- By Region
Even by the fiery standards of French electoral politics, François Hollande’s recent attack on the private equity industry’s debt-fuelled buyouts stood out for its vitriol.
Speaking at a forklift factory facing impending job losses following a private equity takeover, the Socialist candidate and frontrunner in Sunday’s presidential election vilified “financial groups who swoop to take the substance of a company and then sell it on”, calling for new laws to ban leveraged takeovers.
His tone was reminiscent of private equity’s boom years, prior to the 2008 collapse of Lehman Brothers, when buyout funds were branded as “locusts” by a leading German politician. Regulations were put in place there to restrain the industry.
Parisian private equity executives are now trying to establish whether and how their sector – by most measures the most active in continental Europe – would change should France swing to the left.
Patrick Sayer, head of Eurazeo, an investment group, says the rhetoric should be taken with a pinch of salt. “There has always been a big gap between political discourse and subsequent impact,” he advises.
Though no-one expects a moratorium on buyouts, most are realistic that the industry faces disruptive new rules should Mr Hollande be elected.

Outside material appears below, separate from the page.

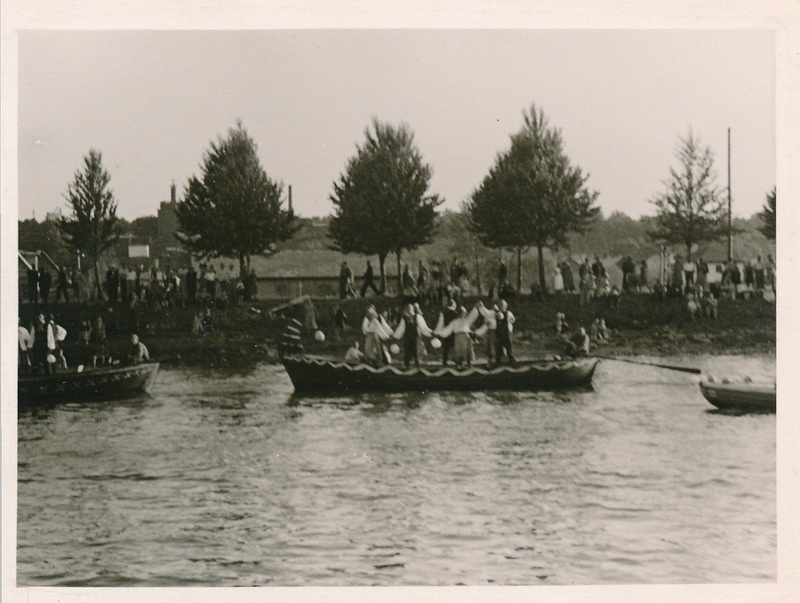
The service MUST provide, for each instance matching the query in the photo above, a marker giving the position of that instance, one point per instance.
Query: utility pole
(730, 224)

One widely expected measure would curtail the tax breaks available to companies whose profits are lowered by outsized interest payments linked to buyout debt.

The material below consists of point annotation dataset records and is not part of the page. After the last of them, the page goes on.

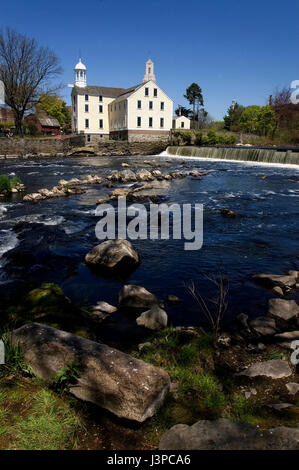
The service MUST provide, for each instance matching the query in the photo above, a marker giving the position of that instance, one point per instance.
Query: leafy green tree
(232, 117)
(267, 123)
(249, 119)
(25, 68)
(194, 97)
(55, 107)
(182, 111)
(259, 120)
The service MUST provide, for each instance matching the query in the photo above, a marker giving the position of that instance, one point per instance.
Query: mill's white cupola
(149, 71)
(80, 74)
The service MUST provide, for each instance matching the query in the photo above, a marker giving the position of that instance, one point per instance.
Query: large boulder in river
(272, 280)
(283, 309)
(124, 385)
(136, 298)
(144, 175)
(155, 318)
(112, 255)
(223, 434)
(274, 369)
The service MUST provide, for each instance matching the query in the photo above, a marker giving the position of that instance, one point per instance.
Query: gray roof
(48, 121)
(105, 91)
(99, 90)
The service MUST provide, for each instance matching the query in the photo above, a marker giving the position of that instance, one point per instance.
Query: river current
(60, 231)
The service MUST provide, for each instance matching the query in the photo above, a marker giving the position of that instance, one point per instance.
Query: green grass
(14, 361)
(51, 425)
(44, 422)
(7, 184)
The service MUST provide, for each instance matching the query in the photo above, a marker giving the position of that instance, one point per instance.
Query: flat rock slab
(275, 369)
(286, 339)
(223, 434)
(136, 297)
(113, 254)
(126, 386)
(283, 309)
(293, 388)
(272, 280)
(155, 318)
(263, 326)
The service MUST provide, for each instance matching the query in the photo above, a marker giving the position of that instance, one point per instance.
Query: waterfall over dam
(239, 154)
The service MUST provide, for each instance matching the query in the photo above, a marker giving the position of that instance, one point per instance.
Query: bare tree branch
(27, 70)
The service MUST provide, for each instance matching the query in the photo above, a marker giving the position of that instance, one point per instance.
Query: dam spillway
(277, 156)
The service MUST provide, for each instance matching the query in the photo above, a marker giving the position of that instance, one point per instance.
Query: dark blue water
(61, 231)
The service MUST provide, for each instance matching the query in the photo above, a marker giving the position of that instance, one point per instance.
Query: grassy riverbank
(204, 386)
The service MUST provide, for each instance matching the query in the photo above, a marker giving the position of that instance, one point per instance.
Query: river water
(54, 235)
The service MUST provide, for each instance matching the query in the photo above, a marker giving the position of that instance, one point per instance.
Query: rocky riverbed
(134, 298)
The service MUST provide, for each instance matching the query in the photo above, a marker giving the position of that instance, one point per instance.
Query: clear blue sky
(232, 49)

Already revised by Germany and Spain, the way borrowing is considered for tax reasons is especially important for private equity-owned companies, whose balance sheets are typically heavily loaded with the debt used to fund their own acquisition.
Denis Ribon, a Paris-based partner at 3i, the London-listed private equity group, points out that leverage has in any case dried up in the wake of the financial crisis, but the measure could nonetheless curb the industry’s buyout powers.
“If you reduce the deduction of interest, it will ultimately be reflected in the valuation of target companies,” he says. “That could give an edge to industrial buyers vying to take over the same assets.”
Other tweaks to the tax code may be afoot, notably around how capital gains are taxed. This would impact “carried interest”, the profit-sharing scheme that has turned many of the industry’s top executives into millionaires.
Ahead of the elections, the private equity industry is trying to paint itself as a job-creating backer of French business, funding politically popular small and medium enterprises.
“Private equity plays a useful role in providing liquidity to shareholders,” says Hervé Schricke, head of Afic, the French private equity trade body. “It also helps keep companies in France by allowing them to finance their development locally.”
Most of the €6.5bn raised last year by French funds to pursue buyouts came from foreign investors, he says.
Senior executives also point out that with banks curtailing lending to meet new regulatory requirements, capital from private investors is doubly important.
Despite some high-profile rhetoric by Mr Hollande against the world of finance, the Socialist economic team is seen as well plugged into the workings of Paris as a financial centre.
If the sector is tapped for tax revenue, “it will be more out of necessity than out of ideology”, says Lionel Zinsou, head of PAI Partners, a Paris-based fund, who has served as an adviser to Socialist ministers in the past.
That could change if legislative elections in June result in a coalition, which includes far-left parties, whose candidates got more than 13 per cent of the votes in the presidential ballot.
Ultimately, the uncertainty is what could have most impact, at least in the short term. Private equity firms rely on elaborate models to value their target companies, and even a small change in tax rates or regulatory costs can have a big impact over the life of an investment.
“The more instability there is around those elements, the more investors start to worry,” says Arnaud Mourier, at Paris-based law firm Taj.
Should private equity investors be spooked, France’s loss could turn into a gain for its neighbours.
“The climate is such that if the same investment opportunity came up in Germany and in France right now, that would tip the scales in favour of Germany,” says a senior European partner of a large US fund active in both countries.
“Other economies, notably the UK, are making far more investor-friendly sounds right now,” the investor adds, pointing to the planned 5 per cent decrease in the top rate of income tax, to 45 per cent. By contrast, Mr Hollande has proposed a 75 per cent tax rate for those earning more than €1m.